Rondou o salão até encontrar um jovem rapaz exalando testosterona. Ele era louro, possuía olhos verdes marcantes e parecia um querubim de tão perfeito que era; também era másculo ao mesmo tempo e aquilo era percebível pelo porte físico que parecia ter já que seus ombros eram largos – devia ter por muito tempo praticado natação.

Quando passou rapidamente a frente dele, seus olhos se encontraram. Teve certeza de que aquele era o Yves tanto citado por Vladmir. Espasmos começaram a passar pelo corpo dela, num misto de nervoso, falsidade e mais alguma coisa a mais que ela não soube reconhecer.

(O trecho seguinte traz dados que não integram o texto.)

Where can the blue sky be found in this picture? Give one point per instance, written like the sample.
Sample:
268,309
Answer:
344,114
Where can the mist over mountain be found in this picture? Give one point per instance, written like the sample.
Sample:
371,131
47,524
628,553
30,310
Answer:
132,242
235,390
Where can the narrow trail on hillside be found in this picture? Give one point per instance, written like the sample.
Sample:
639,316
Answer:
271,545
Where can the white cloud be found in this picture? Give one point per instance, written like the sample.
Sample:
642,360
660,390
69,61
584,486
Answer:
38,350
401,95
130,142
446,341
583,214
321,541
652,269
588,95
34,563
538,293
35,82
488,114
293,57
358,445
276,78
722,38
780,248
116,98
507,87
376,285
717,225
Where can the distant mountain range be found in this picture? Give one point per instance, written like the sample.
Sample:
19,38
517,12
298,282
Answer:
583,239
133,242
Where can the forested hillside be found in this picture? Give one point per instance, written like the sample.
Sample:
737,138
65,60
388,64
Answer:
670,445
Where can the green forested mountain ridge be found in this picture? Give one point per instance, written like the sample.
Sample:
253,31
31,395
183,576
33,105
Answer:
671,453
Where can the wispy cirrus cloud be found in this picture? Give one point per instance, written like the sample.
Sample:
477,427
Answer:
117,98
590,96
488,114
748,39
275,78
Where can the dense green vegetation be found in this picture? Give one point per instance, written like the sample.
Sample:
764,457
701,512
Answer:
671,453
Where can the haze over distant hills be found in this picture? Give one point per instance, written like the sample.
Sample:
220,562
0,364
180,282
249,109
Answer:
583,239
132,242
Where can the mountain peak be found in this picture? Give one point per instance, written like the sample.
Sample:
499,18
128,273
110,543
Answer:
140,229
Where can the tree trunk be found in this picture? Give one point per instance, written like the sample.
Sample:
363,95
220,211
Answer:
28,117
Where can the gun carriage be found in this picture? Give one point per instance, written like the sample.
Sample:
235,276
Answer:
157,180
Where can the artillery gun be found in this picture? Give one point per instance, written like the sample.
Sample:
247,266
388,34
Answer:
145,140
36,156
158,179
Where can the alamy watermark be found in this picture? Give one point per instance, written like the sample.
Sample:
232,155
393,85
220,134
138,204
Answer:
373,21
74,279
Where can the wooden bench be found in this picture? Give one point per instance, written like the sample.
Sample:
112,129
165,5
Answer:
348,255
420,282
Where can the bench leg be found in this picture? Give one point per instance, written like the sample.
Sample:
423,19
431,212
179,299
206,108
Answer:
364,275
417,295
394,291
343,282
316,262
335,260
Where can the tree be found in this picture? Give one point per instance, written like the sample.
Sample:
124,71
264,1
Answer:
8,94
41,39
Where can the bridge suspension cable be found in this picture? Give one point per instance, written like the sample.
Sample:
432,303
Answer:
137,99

O homem pegou uma taça de cristal sobre a bandeja que a garota segurava, sorriu-a e fez um breve erguer do cálice, como se a convidasse a brindar. Ela sorriu em resposta, mas tinha certeza de que aquilo não era meramente por educação: havia algo nele que mexia no mais profundo dela; talvez ele emanasse nela um pouco de desejo, já muito conhecido dele, pelo visto.

— Você está bem? — ele perguntou.

Só então, ela percebeu que o nervosismo dela transparecia em excesso – estava bem mais nervosa do que planejara estar.

— Desculpe-me, senhor, eu…

A situação era bem apropriada. Como estava aparentemente fingindo, podia adicionar mais uma dose de teatro.

Fingiu-se tonta, revirou os olhos e desmaiou aos pés dele, deixando a bandeja cair sobre si. Sabia que a atenção do homem recairia toda sobre ela, pois era a pessoa mais próxima dele naquele momento. E pela face assustada dele que viu antes de fechar os olhos, aquele sujeito havia caído como um patinho em toda aquela falsa história.